On the 15th July 1915, HM King Edward VII was 'graciously pleased to approve' the formation of two additional battalions of Foot Guards; the 4th Grenadier Guards and the 2nd Irish Guards. The new 2nd Irish Guards Battalion was formed at Warley Barracks (Essex) from the ranks of the existing (2nd) Reserve Battalion; and what was the establishment of the (2nd) Reserve Battalion became the 3rd (Reserve) Battalion. This pre-empted the restruction of the Guards Brigade(s) and the creation of the Guards Division commanded by Maj. Gen. Lortd Cavan. The existing 4th (Guards) Brigade, which included the 1st Irish Guards, was re-designated the 1st Guards Brigade and the new 2nd Guards Brigade included both of the newly ceated Guards Battalions. The Guards Division was then removed from the trenches to undergo training to fight as a division and to prepare for a large scale attack to break the German Line near Loos.
On the 17th August, the 2nd Battalion Irish Guards left for France to join the 2nd Guards Brigade.
GREAT WAR SERVICE
(Main battles in bold type)
The Battalion of Irish Guards only, with the 4th (Guards) Brigade/2nd Division
The Battle of Mons
The retreat from Mons; (Btn fought as rearguard from Mons to west of the Marne)
The Battle of Le Cateau
The advance to and from the Marne;
The Battle of the Marne (minor actions at Vaudoy and Villeneuve)
Actions at Boitron Wood
Actions at Soupir
The First Battle of Ypres
Actions at Zonnebeke
Actions at Langemarck
Actions at Gheluvelt
Actions at Nonne Bosschen
As regiment when 2nd Battalion created and both attached to 1st & 2nd Brigades (respectively) of the (new) Guards Division.
The Battle of Loos
Battle of the Somme (1st)
The Battle of Flers-Courcelette
The Battle of Morval, (and the Division’s capture of Lesboeufs)

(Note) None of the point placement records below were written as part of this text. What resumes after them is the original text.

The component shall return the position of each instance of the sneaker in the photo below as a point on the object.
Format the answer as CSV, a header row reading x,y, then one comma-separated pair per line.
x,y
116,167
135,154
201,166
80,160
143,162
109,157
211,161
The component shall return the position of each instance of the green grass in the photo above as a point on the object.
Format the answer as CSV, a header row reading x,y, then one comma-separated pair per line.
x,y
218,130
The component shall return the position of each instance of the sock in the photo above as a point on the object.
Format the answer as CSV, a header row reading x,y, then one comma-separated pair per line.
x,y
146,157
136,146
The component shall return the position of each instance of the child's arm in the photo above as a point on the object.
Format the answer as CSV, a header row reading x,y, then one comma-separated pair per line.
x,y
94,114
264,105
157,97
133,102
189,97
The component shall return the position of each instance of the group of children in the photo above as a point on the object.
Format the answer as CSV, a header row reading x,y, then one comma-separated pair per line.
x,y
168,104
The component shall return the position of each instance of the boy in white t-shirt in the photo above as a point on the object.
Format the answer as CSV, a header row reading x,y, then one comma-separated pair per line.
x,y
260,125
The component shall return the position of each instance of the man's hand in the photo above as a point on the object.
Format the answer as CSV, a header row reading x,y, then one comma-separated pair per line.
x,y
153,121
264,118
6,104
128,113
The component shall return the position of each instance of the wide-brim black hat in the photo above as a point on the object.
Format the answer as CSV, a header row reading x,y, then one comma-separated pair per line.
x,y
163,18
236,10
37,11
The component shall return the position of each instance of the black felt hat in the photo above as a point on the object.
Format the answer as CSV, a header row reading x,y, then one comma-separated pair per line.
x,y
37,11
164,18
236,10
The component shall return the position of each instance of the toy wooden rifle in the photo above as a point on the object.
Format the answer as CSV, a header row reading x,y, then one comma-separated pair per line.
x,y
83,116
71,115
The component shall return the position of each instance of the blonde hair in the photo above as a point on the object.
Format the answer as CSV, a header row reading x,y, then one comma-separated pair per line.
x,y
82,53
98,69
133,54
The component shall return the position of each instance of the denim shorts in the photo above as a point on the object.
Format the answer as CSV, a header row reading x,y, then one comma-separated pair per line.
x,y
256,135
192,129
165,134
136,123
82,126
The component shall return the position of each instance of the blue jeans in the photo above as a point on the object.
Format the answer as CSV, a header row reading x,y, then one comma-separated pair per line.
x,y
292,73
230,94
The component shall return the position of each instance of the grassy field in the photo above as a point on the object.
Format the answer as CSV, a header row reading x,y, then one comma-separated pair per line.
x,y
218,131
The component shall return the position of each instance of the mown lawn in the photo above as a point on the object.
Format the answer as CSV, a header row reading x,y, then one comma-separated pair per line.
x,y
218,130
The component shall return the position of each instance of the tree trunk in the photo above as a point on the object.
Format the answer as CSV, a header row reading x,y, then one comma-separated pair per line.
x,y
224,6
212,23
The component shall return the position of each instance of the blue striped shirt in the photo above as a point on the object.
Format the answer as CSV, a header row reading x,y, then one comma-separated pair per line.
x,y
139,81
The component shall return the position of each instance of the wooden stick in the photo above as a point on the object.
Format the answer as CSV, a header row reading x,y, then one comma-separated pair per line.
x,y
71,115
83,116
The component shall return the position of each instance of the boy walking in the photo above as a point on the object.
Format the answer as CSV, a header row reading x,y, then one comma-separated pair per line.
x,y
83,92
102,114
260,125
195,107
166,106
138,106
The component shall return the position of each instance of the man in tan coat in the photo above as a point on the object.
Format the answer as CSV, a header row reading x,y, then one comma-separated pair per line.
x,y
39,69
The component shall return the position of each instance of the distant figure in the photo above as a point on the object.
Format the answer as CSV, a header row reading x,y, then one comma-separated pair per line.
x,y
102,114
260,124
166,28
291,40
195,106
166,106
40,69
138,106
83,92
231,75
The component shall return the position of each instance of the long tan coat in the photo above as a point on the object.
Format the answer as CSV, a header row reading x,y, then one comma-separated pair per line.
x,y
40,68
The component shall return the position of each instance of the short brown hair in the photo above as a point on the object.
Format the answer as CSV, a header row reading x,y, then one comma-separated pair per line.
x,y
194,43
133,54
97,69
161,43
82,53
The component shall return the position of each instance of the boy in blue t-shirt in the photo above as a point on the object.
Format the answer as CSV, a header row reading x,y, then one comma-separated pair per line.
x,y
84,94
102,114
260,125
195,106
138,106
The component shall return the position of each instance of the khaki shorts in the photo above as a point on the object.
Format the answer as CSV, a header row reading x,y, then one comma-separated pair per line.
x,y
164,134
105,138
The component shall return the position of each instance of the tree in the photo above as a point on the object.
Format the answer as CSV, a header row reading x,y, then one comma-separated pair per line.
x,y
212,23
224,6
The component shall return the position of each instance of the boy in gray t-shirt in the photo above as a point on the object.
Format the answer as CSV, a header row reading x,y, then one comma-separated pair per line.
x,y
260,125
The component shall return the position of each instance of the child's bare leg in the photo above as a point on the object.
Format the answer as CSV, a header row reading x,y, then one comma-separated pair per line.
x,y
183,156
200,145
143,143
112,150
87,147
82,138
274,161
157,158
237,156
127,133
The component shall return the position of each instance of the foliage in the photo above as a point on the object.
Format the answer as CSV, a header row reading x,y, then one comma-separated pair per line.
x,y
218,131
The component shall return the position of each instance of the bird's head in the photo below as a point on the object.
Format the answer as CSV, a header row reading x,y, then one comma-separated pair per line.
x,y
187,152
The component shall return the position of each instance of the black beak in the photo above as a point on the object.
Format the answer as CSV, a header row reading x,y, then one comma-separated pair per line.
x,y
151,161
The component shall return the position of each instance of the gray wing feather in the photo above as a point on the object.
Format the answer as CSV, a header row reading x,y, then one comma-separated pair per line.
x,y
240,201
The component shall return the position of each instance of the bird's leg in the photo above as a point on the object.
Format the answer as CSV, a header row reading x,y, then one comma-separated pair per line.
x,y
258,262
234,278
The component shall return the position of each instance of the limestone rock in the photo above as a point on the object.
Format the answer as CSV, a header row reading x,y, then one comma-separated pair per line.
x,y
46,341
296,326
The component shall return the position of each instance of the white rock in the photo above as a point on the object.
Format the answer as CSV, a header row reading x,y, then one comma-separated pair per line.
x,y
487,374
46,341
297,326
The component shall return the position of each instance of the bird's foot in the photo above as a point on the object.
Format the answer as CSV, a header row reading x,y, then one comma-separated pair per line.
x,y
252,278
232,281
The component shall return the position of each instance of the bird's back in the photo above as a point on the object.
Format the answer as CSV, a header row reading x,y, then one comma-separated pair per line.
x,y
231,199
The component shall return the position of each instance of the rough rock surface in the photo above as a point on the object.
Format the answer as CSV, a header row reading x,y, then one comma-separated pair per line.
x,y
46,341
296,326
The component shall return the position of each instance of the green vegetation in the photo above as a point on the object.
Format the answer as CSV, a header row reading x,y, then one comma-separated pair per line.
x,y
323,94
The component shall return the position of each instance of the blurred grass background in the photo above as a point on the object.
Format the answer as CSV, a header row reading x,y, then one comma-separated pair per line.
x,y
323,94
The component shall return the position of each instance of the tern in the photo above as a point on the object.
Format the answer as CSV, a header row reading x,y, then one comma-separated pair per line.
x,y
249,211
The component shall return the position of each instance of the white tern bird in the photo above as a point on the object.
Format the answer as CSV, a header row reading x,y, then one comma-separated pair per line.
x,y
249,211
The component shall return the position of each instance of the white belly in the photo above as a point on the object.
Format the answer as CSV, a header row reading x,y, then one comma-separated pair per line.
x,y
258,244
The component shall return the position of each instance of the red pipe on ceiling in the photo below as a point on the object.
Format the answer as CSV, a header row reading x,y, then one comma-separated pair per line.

Advance following the German retreat to the Hindenburg Line
Third Battle of Ypres
The Battle of Pilkem
The Battle of the Menin Road
The Battle of Poelkapelle
The First Battle of Passchendaele
The Battle of Cambrai
Battles of the Somme (1st Phase)
The Battle of St Quentin
The Battle of Bapaume
The Battle of Arras (2nd)
Battles of the Somme (2nd Phase)
The Battle of Albert
The Second Battle of Bapaume
Battles for the Hindenburg Line
The Battle of Havrincourt
The Battle of the Canal du Nord
The Battle of Cambrai (2nd)
The pursuit to the Selle
The Battle of the Selle
The Battle of the Sambre
The Guards Division was at Maubeuge when the Armistice was announced and was later ordered to move across the Rhine and subsequently crossed the German frontier on 11th December 1918. The Division remained in Germany until the 20th February 1919 when its battalions began their return to England and the final moves of the Division were completed by 29th April 1919.
The Irish Guards were not disbanded under the 1922 Anglo-Irish Agreement and continue in service today.